Report Says Forever 21 Holding Debtor-in-Possession Talks
For months, the fashion industry has been talking about Forever 21 being in financial difficulties after it started shutting down all its stores in China and selling its giant headquarters building east of downtown Los Angeles.
Now, a report by Bloomberg News said the fast-fashion retailer is having cash-flow problems and is in talks with potential lenders and restructuring advisers.
“This has been going on for three months,” said one Los Angeles source who recently met with company executives about their business. “They want to take on a partner.
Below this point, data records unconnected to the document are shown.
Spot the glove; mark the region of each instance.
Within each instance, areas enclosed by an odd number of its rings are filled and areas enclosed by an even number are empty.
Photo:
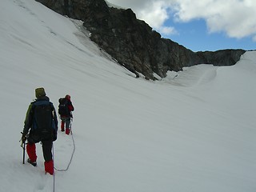
[[[26,135],[22,135],[22,143],[25,142],[26,140]]]

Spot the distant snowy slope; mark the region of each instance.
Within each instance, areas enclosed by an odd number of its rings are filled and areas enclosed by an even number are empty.
[[[34,0],[2,0],[0,191],[255,192],[256,52],[135,78],[82,22]],[[58,132],[54,178],[22,164],[18,140],[34,89],[71,95],[73,137]],[[27,157],[26,157],[27,158]]]

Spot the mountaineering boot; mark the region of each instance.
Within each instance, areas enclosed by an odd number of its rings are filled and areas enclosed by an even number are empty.
[[[61,130],[63,132],[64,131],[64,122],[62,122],[61,124]]]
[[[49,173],[51,175],[54,174],[54,160],[45,162],[45,171],[46,171],[46,174]]]
[[[66,134],[70,134],[70,129],[69,128],[66,128]]]
[[[32,162],[31,160],[30,160],[30,158],[28,158],[27,159],[27,162],[28,163],[30,163],[32,166],[37,166],[37,162]]]

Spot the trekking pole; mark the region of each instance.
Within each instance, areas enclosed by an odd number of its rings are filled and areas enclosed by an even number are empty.
[[[23,133],[21,132],[21,134],[23,135]],[[21,147],[23,149],[23,164],[25,164],[25,141],[23,142],[22,141],[22,138],[21,140],[19,140],[19,142],[22,142],[22,145],[21,145]]]

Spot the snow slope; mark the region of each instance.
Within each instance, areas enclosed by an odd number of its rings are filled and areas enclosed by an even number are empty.
[[[234,66],[199,65],[137,79],[89,39],[79,21],[34,0],[2,0],[0,191],[256,191],[256,52]],[[55,167],[22,164],[25,114],[43,86],[71,95],[72,136],[58,132]]]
They need the dough because they have this debt.”
In a June 3 article, Bloomberg News said the company is looking for financing to help with liquidity and to make sure that co-founder Don (Do Won) Chang keeps control of the company.
The financial news service went on to say that Forever 21 has spoken with Apollo Global Management about lining up potential debtor-in-possession financing for the company, which in 2017 had a reported $3.5 billion in revenues.
In an email, Forever 21's public-relations department said the mammoth retail chain was "speaking to its lenders in the normal course of business and is in compliance with all of its agreements and continues to operate as usual."
Gary Wassner, chief executive of Hilldun Corp., a factor and financial corporation based in New York, said his company continues to approve Forever 21’s credit with vendors, but its credit lines are extremely limited. “We are reassessing them now,” he said in an email.
In February, Forever 21 sold its L.A. headquarters building, which encompasses 2.1 million square feet, for just under $166 million to the Blackstone Group. In 2010, Forever 21 bought the structure at 3880 N. Mission Road from Macy’s for $38 million.
Forever 21, which continues to operate out of the headquarters building it sold a few months ago, was founded in 1984 by Don Chang and his wife, Jin Sook Chang. They launched their first store in the Los Angeles suburb of Highland Park, later aggressively expanding to shopping centers across the country. They dreamed of converting their smaller, mall-based stores into all-encompassing emporiums.
Over the years, the retail chain’s stores grew in size. By 2010, it had opened a major 88,000-square-foot flagship store in the Los Cerritos Center shopping mall in Cerritos, Calif. The emporium had 86 fitting rooms, 24 cash registers and a staff of 263 employees.
In recent years, it launched outposts in major Chinese cities including Tianjin, Hangzhou, Beijing, Chongqing and Hong Kong, but it started shuttering those locations a few years ago.
In April, the company confirmed it was closing all of its Chinese stores after eight years of business in that country.